Unlike their previous meeting, Prime Minister Malcolm Turnbull and broadcaster Alan Jones’ on-air face-off on Wednesday morning remained a decent, cool and calm discussion.
In 2014, the duo had an extremely heated argument on the Alan Jones radio show and accused each other of being “bomb throwers.” As a result, the Australian population awaited the debate to see how it goes this time, according to The Sydney Morning Herald. Surprisingly, the face-off went well with both the prime minister and the broadcaster coming onto a neutral agreement.
Here are some of the valuable takeaways from the face-off.
The public expected the face-off to exhibit the same level of aggression as it did in June 2014. Jones knew what the masses expected. Hence, he already specified that they won’t get to see what they were waiting for. “For those of you expecting some kind of brawl, forget it.

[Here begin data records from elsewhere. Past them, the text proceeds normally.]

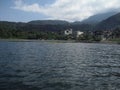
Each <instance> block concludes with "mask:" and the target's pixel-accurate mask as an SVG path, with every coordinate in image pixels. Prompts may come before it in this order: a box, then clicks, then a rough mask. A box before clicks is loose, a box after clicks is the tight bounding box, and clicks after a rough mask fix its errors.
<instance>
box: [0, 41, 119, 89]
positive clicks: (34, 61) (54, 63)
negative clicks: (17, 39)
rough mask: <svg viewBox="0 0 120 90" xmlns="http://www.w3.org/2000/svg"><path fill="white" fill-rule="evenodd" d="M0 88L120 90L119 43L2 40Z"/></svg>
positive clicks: (0, 47)
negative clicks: (11, 40) (105, 43)
mask: <svg viewBox="0 0 120 90" xmlns="http://www.w3.org/2000/svg"><path fill="white" fill-rule="evenodd" d="M0 90H120V45H115V44H111V45H109V44H88V43H47V42H2V41H1V42H0Z"/></svg>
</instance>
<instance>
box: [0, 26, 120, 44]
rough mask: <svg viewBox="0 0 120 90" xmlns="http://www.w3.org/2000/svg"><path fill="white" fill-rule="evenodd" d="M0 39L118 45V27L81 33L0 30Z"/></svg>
mask: <svg viewBox="0 0 120 90" xmlns="http://www.w3.org/2000/svg"><path fill="white" fill-rule="evenodd" d="M0 39H35V40H75V41H78V42H101V41H112V42H113V41H115V42H117V43H120V27H117V28H115V29H110V30H92V31H82V30H73V29H71V28H70V29H64V30H60V31H39V30H38V31H37V30H31V31H30V30H24V29H23V30H22V29H20V30H18V29H13V28H10V27H5V28H0Z"/></svg>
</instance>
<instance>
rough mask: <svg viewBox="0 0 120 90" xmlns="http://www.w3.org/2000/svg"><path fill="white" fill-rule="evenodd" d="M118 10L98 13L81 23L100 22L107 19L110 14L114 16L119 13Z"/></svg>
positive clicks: (88, 18) (109, 15)
mask: <svg viewBox="0 0 120 90" xmlns="http://www.w3.org/2000/svg"><path fill="white" fill-rule="evenodd" d="M117 13H118V12H107V13H101V14H96V15H93V16H91V17H89V18H88V19H86V20H83V21H82V22H81V23H87V24H96V23H99V22H101V21H103V20H105V19H107V18H108V17H110V16H113V15H115V14H117Z"/></svg>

It won’t happen,” he told his 2GB listeners. “This is an election campaign and it is a very serious matter and I will be focusing, as we always do on this program, on policy.”

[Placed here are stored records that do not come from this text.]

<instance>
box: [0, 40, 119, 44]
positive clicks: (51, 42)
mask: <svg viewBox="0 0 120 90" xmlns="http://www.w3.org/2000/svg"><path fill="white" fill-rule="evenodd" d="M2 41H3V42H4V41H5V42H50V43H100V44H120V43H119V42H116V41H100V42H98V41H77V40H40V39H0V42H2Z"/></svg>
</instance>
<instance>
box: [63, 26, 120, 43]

Jones asked the PM about the outstanding debt of around $85 billion which the government plans to use in forward estimates. He asked how he would manage the expenditure when Australia already suffers nine deficits in a row. Turnbull agreed that “it is a slog” but a developing or growing economy is the answer to the question. Turnbull said the government would work to foster the economic condition and also enhance job opportunities to achieve the budget goals.
On the question whether the government had any hidden agenda relating to negative gearing, the prime minister indicated a positive sign. He said following Labor’s negative gearing scheme would put restrictions on the economic freedom. It would put a ban on every asset one has except new house expenditures.
The government’s $1.6 million cap on tax-free super earnings was described as “really toxic” by Jones. To this, the PM defended his scheme and said that the reforms made to superannuation schemes are “fair and well-targeted.”
Jones asked the prime minister about the Safe Schools program where teenage girls role-play and get to know about lesbian lifestyles. The Reporter mentioned PM Malcolm Turnbull as saying that there are changes that have been made into the programme started by Labor during their reign to ensure compulsory involvement of parents into the programme.